3.6 KiB
Deployment
A deployment roughly has the following phases:
- DHCP followed by PXE boot.
- Kickstart installation followed by a reboot.
- Initial Puppet run, followed by updates, followed by another Puppet run and a reboot.
PXE boot/iPXE
When deployment fails during the PXE phase it usually due to one of the following:
- No network connectivity - This is usually indicated by messages similar to
No link on XXX. - No DHCP in the connected network (eg DMZ, tier3) - The DHCP requests by the BIOS/UEFI firmware will time out.
- Firewall (no TFTP/HTTP to the relevant servers)
- Incompatibilities between iPXE and network card (NIC)
- Incorrect sysdb entry (hence iPXE entry incorrect).
If there is not DHCP, the static network information provided manually is possibly wrong or for a different network than the one connected to the host.
Infiniband
Infiniband can generally cause installation problem, expecially in the initial phase, when iPXE tries to load the configuration file. As a general rule, disable PXE on all Infiniband cards.
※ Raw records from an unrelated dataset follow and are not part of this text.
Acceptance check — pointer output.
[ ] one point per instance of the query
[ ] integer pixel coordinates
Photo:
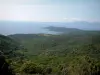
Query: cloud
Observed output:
(79, 19)
(72, 19)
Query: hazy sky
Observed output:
(50, 10)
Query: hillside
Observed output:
(74, 53)
(59, 44)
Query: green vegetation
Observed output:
(64, 54)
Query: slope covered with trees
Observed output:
(74, 53)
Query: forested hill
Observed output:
(61, 44)
(8, 46)
(73, 53)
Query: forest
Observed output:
(76, 52)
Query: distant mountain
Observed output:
(8, 28)
(65, 30)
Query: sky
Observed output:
(50, 10)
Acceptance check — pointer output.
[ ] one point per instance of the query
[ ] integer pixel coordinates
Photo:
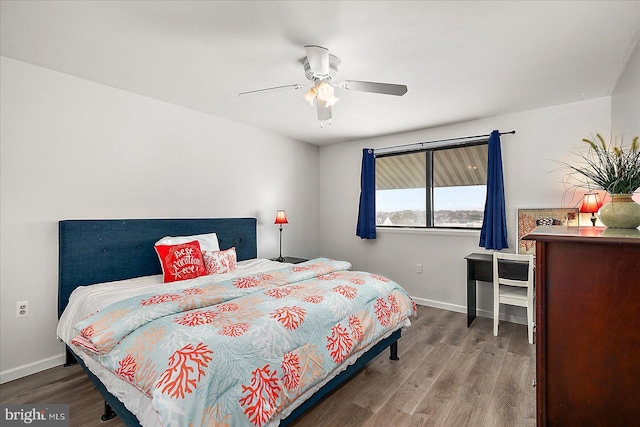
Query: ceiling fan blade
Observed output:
(272, 89)
(383, 88)
(318, 58)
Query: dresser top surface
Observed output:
(589, 233)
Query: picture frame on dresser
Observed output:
(529, 219)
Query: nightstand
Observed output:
(291, 260)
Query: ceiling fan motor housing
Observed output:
(334, 67)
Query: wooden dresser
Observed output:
(588, 326)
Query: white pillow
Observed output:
(208, 242)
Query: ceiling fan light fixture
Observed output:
(310, 95)
(326, 92)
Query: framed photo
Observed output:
(528, 219)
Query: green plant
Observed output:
(607, 166)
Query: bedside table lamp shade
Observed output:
(591, 204)
(281, 218)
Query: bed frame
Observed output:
(96, 251)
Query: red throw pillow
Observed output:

Anyway this is not always enough since it happens that iPXE recognized anyway the Infiniband card as the first device (with MAC address 79:79:79:79:79:79) and tries to get configuration file for that.
Kickstart
Typical problems during the Kickstart phase:
- The Kickstart file cannot be retrieved from the sysdb server sysdb.psi.ch. Typically caused by incorrect sysdb entries or firewalls.
- Partitioning fails. This can happen because
- No disk is recognized, or the wrong disk is used
- Packages or other installation data cannot be downloaded. Can be caused by firewalls or incorrect sysdb entries.
Hiera
A typical problem are Hiera errors, eg the following::
Info: Using configured environment 'prod'
Info: Retrieving pluginfacts
Info: Retrieving plugin
Info: Loading facts
Error: Could not retrieve catalog from remote server: Error 500 on SERVER: Server Error: Evaluation Error: Error while evaluating a Resource Statement, Function lookup() did not find a value for the name 'console::mount_root' at /srv/puppet/code/dev/envs/prod/code/modules/role/manifests/console.pp:1 on node lxdev05.psi.ch
Warning: Not using cache on failed catalog
Error: Could not retrieve catalog; skipping run
The error message shows that the value for console::mount_root could not be found in Hiera.
Active Directory
Sometimes the Active Directory join fails, usually for one of these three reasons:
- There is already an Active Directory computer object for the same system from a previous Windows installation. In this case, delete the computer object and restart the installation.
- Firewall restrictions
- Old Puppet certificates from a previous SL6 installation are used on the system. In this case delete the certificates on the client with
find /etc/puppetlabs -name '*.pem' -deleteand clean up any certificates on the Puppet server withpuppet cert clean $HOSTNAME. Then restart the installation.
Rejoin Active Directory
If the AD join seams to be broken (failed logins, etc.), then the node can be automatically rejoined again:
- remove
/etc/krb5.keytab - run puppet, e.g. with
puppet agent --test
YFS / AFS
If the yfs-client does not start (cannot load kernel module) due to key not available:
Sep 02 13:21:34 pc12661.psi.ch systemd[1]: Starting AuriStorFS Client Service...
Sep 02 13:21:34 pc12661.psi.ch modprobe[29282]: modprobe: ERROR: could not insert 'yfs': Required key not available
then there is most probably SecureBoot blocking the loading of the unsigned yfs kernel module.
Disable secure boot in the BIOS/EFI settings.